BERLIN (AP) -- Germany's tax revenues will be slightly lower than expected in the coming years because of a recent economic slowdown, but the government is sticking with its target of balancing its budget by 2015.

Through 2017, all layers of the country's government face a shortfall of 13.2 billion euros ($17.3 billion) on their forecast revenues of 2.7 trillion euros, according to an official forecast. The previous projection was made in November.

Germany's federal government has an annual budget of some 300 billion euros. Its tax take is expected to fall 1.8 billion euros short of previous predictions both this year and next, but Finance Minister Wolfgang Schaeuble said the projection "is overall a positive result" since tax revenues are continuing to climb, albeit more slowly.
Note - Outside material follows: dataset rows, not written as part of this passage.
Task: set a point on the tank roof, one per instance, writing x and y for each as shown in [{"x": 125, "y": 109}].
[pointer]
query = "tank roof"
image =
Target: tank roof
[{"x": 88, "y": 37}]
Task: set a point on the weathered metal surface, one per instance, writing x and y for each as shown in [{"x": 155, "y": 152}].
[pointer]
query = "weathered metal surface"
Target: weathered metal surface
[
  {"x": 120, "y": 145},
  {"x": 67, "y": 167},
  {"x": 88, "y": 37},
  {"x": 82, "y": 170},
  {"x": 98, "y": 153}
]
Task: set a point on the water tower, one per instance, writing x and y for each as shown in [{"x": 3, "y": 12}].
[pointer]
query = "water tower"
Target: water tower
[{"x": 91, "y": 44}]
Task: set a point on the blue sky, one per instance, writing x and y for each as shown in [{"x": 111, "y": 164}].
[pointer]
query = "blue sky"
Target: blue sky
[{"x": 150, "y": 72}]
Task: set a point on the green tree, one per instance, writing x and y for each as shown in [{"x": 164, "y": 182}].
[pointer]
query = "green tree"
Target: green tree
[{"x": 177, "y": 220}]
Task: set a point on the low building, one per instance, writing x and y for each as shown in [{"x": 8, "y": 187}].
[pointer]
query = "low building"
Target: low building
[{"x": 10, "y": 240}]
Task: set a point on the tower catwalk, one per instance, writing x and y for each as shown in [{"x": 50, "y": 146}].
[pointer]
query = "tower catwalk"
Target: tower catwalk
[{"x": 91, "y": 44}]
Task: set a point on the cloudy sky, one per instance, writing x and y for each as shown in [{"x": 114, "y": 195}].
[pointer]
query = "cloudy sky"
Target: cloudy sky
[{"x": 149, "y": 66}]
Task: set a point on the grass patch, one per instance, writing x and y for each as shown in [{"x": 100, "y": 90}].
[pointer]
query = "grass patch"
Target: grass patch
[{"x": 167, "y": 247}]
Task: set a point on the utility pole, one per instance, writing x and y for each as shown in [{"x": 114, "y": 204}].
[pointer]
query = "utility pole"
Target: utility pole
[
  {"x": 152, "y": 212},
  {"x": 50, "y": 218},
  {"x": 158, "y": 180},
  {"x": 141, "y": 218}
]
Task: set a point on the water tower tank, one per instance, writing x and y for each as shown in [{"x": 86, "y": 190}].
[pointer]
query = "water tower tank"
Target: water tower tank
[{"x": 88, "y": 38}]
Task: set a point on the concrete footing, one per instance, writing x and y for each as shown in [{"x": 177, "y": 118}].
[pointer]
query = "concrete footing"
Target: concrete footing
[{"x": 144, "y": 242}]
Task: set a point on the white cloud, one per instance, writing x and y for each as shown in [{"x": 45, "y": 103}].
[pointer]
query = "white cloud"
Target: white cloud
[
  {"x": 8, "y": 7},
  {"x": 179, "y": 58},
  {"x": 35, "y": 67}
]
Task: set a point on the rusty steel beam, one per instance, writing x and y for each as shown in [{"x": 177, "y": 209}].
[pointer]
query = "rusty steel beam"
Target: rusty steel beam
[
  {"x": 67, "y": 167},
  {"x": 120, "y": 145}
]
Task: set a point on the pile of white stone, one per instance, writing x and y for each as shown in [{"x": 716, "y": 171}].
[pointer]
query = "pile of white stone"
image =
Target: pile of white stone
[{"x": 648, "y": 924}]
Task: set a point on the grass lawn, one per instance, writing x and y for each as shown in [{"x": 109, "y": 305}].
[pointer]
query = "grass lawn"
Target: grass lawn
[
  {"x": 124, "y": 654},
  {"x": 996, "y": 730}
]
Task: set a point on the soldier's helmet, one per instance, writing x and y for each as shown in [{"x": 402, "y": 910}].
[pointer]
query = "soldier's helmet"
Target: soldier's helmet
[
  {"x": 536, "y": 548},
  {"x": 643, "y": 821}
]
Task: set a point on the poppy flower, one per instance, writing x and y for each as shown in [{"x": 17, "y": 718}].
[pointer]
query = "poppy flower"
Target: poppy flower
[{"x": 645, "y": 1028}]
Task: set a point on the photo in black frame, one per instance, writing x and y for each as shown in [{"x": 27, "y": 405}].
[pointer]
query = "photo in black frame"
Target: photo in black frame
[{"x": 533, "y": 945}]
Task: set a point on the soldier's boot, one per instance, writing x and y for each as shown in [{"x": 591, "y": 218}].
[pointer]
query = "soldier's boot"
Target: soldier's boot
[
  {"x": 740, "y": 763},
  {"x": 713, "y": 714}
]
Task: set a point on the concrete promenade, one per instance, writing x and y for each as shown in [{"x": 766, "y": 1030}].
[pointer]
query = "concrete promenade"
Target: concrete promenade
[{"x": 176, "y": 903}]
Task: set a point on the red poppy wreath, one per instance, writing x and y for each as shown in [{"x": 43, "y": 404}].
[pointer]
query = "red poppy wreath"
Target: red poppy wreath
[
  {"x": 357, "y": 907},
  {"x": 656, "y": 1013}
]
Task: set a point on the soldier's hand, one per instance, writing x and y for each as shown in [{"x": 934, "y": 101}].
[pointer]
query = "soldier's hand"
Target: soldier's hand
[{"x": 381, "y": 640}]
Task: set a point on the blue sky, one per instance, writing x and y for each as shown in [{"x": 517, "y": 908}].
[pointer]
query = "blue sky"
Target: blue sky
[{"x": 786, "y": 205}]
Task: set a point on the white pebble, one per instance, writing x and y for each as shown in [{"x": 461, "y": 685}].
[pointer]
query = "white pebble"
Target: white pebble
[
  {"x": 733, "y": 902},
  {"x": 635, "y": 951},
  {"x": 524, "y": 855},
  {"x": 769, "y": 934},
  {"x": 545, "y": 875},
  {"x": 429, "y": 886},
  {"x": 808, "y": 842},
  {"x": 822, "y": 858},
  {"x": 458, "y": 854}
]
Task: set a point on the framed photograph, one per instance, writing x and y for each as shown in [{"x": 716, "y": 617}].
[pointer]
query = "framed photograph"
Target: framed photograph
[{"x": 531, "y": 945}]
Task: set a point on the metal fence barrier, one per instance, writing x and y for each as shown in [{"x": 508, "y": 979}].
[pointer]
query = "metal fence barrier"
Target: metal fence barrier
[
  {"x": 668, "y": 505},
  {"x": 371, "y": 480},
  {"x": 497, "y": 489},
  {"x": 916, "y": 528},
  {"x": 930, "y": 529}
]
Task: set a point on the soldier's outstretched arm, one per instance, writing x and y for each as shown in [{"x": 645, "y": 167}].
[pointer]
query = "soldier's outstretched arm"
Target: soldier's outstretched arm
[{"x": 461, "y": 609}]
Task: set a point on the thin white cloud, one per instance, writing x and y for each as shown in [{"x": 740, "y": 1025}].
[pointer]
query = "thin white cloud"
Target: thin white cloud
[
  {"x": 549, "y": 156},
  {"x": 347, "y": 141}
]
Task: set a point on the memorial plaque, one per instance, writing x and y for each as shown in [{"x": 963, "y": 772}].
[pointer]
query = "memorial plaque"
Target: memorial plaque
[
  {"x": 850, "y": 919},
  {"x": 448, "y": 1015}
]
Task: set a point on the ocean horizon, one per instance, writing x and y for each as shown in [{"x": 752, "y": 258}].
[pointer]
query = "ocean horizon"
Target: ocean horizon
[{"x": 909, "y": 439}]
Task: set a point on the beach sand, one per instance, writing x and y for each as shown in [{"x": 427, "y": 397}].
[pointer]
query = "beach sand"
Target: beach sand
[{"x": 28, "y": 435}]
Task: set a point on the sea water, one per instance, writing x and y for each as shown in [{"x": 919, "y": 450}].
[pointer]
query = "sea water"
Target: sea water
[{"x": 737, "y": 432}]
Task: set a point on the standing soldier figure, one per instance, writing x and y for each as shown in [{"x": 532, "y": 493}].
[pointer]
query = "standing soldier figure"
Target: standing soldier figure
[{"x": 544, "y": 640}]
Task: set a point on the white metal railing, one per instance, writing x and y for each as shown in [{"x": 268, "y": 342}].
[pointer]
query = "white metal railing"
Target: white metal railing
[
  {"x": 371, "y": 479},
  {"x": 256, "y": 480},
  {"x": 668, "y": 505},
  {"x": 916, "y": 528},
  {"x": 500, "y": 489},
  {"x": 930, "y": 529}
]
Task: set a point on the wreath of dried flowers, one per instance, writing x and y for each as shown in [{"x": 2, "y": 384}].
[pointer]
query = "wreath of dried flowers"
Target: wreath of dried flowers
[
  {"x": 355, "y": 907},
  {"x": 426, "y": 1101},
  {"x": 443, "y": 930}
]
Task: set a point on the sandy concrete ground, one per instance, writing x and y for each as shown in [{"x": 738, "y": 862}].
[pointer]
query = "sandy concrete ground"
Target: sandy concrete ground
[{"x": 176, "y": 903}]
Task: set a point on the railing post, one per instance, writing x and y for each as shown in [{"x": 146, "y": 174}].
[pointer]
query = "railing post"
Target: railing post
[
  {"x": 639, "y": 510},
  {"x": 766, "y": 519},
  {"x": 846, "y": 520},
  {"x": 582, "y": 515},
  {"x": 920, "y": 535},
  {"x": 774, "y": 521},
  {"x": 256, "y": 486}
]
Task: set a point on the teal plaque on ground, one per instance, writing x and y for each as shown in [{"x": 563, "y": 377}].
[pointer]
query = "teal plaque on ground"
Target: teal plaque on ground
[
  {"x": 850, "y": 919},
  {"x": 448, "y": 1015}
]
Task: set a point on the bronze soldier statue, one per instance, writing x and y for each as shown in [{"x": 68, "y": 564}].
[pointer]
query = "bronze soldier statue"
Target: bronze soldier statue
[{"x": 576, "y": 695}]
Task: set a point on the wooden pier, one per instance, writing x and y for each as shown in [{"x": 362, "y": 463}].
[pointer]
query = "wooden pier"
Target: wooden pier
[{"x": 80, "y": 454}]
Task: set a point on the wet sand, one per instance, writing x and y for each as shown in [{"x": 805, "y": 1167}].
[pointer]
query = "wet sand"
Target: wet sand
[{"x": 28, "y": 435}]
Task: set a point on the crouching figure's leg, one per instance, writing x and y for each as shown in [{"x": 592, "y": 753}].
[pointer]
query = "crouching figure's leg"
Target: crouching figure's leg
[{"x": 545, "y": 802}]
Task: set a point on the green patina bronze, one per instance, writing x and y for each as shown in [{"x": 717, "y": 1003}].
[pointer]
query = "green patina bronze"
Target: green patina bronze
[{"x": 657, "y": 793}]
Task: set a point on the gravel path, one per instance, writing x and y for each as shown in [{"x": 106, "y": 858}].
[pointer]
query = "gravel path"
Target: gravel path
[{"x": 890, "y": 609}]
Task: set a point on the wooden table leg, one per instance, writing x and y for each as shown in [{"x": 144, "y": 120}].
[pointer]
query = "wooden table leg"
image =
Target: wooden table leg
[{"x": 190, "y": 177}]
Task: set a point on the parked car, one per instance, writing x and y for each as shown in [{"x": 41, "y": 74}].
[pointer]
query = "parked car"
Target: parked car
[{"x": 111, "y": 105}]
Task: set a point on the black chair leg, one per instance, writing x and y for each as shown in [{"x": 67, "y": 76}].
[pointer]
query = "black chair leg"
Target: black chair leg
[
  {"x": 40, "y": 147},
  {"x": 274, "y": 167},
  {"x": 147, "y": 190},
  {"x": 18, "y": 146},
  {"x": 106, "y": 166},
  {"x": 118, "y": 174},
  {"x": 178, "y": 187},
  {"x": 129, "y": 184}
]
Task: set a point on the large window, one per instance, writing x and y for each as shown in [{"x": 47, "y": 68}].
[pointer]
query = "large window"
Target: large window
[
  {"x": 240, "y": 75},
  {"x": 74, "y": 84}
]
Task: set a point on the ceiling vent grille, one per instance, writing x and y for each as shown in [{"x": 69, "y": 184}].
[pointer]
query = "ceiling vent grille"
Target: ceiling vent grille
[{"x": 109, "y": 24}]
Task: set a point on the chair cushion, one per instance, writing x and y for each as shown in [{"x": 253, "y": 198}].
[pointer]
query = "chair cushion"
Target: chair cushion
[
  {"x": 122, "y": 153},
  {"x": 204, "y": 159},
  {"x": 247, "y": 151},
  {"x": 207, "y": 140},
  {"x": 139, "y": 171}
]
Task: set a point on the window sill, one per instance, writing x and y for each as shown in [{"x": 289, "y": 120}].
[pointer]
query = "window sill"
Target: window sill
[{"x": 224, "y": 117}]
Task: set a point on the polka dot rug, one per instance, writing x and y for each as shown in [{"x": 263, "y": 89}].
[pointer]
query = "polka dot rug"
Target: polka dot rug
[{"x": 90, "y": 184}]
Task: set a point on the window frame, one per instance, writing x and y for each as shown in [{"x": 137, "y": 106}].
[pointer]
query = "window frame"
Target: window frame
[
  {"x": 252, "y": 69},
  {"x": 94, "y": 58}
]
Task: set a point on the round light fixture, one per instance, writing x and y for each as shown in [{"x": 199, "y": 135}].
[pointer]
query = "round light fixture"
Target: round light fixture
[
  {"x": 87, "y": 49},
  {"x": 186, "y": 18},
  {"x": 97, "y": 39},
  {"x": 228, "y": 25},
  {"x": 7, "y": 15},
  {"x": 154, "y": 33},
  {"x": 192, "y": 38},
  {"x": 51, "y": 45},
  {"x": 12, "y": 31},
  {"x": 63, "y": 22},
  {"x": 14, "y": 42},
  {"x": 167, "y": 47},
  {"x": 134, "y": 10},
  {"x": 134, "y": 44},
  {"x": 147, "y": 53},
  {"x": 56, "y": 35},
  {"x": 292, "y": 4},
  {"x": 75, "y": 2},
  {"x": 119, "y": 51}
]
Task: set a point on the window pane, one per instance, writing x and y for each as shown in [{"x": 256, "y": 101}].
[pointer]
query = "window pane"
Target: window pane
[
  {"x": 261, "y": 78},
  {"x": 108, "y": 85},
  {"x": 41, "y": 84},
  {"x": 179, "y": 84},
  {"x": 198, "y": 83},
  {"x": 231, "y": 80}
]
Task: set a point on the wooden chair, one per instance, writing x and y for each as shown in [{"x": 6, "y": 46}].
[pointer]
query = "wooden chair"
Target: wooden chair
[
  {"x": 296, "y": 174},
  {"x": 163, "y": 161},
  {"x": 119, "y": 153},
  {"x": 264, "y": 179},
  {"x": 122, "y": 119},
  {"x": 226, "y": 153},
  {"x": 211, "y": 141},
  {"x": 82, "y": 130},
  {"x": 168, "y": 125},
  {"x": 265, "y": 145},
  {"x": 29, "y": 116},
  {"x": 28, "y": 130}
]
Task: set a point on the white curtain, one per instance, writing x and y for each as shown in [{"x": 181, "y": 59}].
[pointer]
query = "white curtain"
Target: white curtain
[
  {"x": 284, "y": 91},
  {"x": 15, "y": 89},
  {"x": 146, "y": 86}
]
Budget projections will remain unchanged because the shortfall is within the range of normal fluctuation, he added.

"A sustainably balanced budget is within reach," he told journalists in Berlin. The government plans to take on no new debt from 2015 onward.

Schaeuble -- visibly pleased as he presented the figures to journalists in Berlin -- took pride in summing up the country's finances by saying they were "as unexciting as they are reliable."

The German economy is in better shape than many others in the 17-strong group of European Union countries that use the euro and is believed to have returned to growth in the first quarter. It shrank slightly in last year's final three months, which Schaeuble cited as the main reason for the lower tax revenue forecast.

The federal government still projects to take on more than 17 billion euros in new loans this year, but plans to gradually reduce that to zero by 2015 before eventually starting to pay back some of its debt -- worth about 80 percent of annual economic output, or about 2 trillion euros.

According to the European Union's debt criteria, which take into account all layers of government and social security funds, Germany already balanced its budget last year amid a resilient economy, higher tax revenues and significantly lower borrowing costs.

In more upbeat signals for Europe's biggest economy, industrial production increased by 1.2 percent in March on the previous month, according to official data.

Economists had forecast that production would decline by 0.1 percent in March. Instead, the Economy Ministry reported another increase following a 0.6 percent rise in February -- a figure revised upward Wednesday from the initial reading of 0.5 percent.

Data released Tuesday showed a healthy order pipeline -- with industrial orders increasing 2.2 percent in March following an identical rise in February.